Chacune apportait une petite gâterie, gâteaux, crêpes, galettes… Les manches du caftan ou de la robe quelles avaient retroussées le matin se déployaient, le long tablier restait dans la cuisine. Leurs tenues chatoyantes rivalisaient de couleurs, de broderies, de passementerie. Vers le crépuscule elles se séparaient, chacune devant préparer le dîner de sa famille.
Le dîner fini et la cuisine nettoyée, elles réunissaient les enfants autour des contes fantastiques transmis par leurs propres grand-mères. Et Dieu sait qu’elles avaient l’art de captiver nos esprits et notre imagination non encore rétrécis par la télé puis les réseaux «associaux».
Légendaire aussi leur patience devant les hordes de «diaf», (invités) qu’on n’avait pas besoin d’inviter parce qu’il était normal de rendre visite à ses proches qui avaient le devoir de se sentir honorés par ces visites. Les tagines doublaient, triplaient de proportions, les pains se multipliaient, le va et vient des plateaux de thé à la menthe et des gâteaux devenait incessant. Les femmes, les filles s’affairaient dans tous les sens et la doyenne veillait au grain.
Confinées ? Dans l’esprit obscurantiste de certains hommes peut-être. Mais Elles? Des Reines qui gouvernaient les familles et les tribus entières avec douceur et fermeté. Sans compter que les toits des maisons leur appartenaient et qu’elles pouvaient observer la rue de leurs positions élevées.

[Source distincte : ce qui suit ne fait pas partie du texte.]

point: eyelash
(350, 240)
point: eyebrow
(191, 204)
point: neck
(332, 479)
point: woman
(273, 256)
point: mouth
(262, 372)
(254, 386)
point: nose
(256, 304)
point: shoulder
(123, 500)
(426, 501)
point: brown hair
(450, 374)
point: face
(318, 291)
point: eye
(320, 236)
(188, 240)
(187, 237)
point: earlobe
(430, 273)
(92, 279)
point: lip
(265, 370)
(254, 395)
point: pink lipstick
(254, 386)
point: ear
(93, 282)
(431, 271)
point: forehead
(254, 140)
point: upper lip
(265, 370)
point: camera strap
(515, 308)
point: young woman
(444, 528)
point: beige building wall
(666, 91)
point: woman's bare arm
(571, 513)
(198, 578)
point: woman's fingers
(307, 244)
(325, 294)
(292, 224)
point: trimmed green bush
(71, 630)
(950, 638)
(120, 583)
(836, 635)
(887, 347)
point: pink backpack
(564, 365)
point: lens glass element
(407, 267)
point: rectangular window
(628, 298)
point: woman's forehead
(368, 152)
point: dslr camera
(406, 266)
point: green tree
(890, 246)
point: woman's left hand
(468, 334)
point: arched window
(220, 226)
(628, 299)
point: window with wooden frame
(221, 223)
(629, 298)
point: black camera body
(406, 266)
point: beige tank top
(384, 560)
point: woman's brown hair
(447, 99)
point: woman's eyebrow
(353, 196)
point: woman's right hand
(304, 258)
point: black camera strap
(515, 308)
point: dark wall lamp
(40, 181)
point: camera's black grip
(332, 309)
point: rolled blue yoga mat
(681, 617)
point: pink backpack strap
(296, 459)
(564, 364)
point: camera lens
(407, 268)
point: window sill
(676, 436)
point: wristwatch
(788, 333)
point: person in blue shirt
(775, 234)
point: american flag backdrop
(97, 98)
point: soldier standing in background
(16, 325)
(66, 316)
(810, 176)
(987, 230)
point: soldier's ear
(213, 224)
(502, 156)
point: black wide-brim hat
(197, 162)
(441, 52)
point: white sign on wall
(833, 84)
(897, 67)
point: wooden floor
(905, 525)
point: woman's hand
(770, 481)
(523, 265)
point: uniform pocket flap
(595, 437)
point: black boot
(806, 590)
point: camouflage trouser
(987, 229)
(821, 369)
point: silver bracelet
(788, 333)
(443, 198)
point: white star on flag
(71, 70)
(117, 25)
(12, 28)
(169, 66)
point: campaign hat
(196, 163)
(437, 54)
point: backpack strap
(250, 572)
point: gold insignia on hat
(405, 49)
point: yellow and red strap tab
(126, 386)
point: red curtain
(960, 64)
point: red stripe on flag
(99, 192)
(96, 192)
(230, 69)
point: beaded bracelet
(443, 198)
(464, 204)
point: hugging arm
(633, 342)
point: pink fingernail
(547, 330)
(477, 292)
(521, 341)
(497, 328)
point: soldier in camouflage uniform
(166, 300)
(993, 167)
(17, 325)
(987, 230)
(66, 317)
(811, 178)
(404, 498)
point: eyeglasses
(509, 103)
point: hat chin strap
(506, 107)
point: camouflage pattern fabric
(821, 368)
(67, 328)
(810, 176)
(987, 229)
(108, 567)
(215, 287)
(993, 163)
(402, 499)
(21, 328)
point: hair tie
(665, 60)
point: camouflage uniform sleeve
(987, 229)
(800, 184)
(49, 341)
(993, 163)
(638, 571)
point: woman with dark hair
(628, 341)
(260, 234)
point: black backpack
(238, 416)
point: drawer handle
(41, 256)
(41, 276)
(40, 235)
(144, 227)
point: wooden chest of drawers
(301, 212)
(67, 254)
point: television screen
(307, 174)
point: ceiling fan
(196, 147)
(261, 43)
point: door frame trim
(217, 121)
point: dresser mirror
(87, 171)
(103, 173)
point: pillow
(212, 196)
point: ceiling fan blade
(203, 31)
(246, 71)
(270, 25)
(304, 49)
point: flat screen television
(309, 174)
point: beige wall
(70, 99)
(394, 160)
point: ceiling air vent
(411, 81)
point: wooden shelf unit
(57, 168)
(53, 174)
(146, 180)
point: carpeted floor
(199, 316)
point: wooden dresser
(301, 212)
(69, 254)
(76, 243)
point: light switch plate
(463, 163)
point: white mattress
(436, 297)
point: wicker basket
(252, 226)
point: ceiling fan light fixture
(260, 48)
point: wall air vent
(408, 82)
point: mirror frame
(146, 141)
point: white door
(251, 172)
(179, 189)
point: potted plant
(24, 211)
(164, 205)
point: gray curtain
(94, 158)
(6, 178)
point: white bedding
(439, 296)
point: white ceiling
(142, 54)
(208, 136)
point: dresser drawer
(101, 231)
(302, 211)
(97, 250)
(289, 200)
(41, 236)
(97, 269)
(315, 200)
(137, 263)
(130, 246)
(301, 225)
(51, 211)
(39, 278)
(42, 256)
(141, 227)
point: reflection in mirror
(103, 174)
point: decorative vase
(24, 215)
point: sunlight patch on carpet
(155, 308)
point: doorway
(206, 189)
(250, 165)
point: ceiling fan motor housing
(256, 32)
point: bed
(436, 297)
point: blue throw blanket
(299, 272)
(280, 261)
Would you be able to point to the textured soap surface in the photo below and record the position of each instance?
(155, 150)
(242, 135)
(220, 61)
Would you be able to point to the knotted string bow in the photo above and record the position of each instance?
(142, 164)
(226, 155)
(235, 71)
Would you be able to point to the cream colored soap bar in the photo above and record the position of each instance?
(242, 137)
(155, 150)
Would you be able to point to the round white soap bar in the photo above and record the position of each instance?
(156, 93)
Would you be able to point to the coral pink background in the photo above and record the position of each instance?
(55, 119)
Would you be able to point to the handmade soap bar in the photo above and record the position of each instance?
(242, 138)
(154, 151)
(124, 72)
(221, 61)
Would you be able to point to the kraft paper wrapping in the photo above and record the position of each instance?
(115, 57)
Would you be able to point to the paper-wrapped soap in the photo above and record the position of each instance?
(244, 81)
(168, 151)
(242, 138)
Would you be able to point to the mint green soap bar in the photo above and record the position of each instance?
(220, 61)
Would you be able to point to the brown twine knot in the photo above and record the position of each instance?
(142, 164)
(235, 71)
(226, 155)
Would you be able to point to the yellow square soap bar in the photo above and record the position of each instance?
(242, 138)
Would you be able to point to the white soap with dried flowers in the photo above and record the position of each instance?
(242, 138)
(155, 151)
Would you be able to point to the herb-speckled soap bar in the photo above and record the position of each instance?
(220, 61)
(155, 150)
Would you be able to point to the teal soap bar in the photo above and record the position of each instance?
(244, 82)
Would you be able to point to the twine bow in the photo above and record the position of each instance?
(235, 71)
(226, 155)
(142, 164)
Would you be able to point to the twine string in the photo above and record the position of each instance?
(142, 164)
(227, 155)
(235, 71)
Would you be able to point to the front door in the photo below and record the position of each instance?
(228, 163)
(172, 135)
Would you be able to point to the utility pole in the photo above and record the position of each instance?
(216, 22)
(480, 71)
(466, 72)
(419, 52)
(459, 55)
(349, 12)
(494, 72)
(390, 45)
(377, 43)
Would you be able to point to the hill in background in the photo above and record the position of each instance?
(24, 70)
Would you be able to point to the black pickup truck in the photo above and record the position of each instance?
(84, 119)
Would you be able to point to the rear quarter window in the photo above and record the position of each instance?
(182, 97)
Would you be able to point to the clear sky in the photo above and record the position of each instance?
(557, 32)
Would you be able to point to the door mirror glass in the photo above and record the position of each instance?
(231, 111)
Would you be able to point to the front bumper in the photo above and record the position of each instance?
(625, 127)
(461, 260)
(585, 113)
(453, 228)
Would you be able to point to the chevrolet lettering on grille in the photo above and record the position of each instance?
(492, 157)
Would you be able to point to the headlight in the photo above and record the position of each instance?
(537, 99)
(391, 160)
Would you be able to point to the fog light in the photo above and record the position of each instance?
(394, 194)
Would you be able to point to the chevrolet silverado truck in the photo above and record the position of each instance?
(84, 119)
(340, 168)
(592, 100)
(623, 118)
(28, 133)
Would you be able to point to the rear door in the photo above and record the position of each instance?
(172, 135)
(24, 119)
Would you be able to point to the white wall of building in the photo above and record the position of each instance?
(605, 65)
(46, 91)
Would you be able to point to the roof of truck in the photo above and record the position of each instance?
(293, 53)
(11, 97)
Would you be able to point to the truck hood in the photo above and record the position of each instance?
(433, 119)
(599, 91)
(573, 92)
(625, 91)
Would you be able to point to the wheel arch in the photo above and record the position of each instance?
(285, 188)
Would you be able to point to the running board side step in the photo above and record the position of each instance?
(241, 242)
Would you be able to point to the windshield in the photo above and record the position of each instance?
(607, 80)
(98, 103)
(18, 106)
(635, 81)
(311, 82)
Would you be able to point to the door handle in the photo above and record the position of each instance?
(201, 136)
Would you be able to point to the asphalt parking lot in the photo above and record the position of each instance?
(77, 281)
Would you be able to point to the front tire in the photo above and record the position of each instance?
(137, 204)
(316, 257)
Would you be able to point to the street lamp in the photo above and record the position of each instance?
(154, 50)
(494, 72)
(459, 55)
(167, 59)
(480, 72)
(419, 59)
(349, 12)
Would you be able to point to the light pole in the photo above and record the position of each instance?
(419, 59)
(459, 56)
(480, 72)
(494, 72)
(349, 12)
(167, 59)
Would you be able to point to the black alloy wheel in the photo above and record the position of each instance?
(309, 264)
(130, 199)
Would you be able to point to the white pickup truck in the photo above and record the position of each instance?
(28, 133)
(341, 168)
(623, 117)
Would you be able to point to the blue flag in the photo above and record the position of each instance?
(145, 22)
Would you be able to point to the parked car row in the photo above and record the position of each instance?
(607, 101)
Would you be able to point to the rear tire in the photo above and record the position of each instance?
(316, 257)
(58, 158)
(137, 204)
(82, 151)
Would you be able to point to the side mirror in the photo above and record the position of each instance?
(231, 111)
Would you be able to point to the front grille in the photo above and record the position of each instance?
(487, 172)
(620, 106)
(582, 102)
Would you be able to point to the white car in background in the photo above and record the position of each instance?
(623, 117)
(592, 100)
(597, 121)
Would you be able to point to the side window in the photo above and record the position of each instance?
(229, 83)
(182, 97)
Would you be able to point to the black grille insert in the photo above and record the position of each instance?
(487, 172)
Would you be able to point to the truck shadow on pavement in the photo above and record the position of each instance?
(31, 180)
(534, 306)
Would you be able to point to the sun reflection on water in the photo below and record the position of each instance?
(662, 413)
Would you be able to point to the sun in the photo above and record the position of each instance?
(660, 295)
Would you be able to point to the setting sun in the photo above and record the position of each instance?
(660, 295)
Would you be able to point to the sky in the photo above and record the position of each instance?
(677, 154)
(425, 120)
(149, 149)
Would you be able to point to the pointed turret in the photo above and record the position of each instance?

Alors nous, Maghrébines d’aujourd’hui, devant ce confinement d’un genre nouveau, qui s’impose à tous, hommes, femmes, riches, pauvres, vieux jeunes, nous réduisant à notre humanité première et libérant pour un instant la planète de nos maux et nos prétentions ? Et bien pour celles d’entre nous que leur métier n’oblige pas à combattre au front ou à sortir quotidiennement et malgré elles de leur foyer, nous retrouvons les gestes de nos mères avec une profonde gratitude pour leur enseignement de la culture de l’intérieur.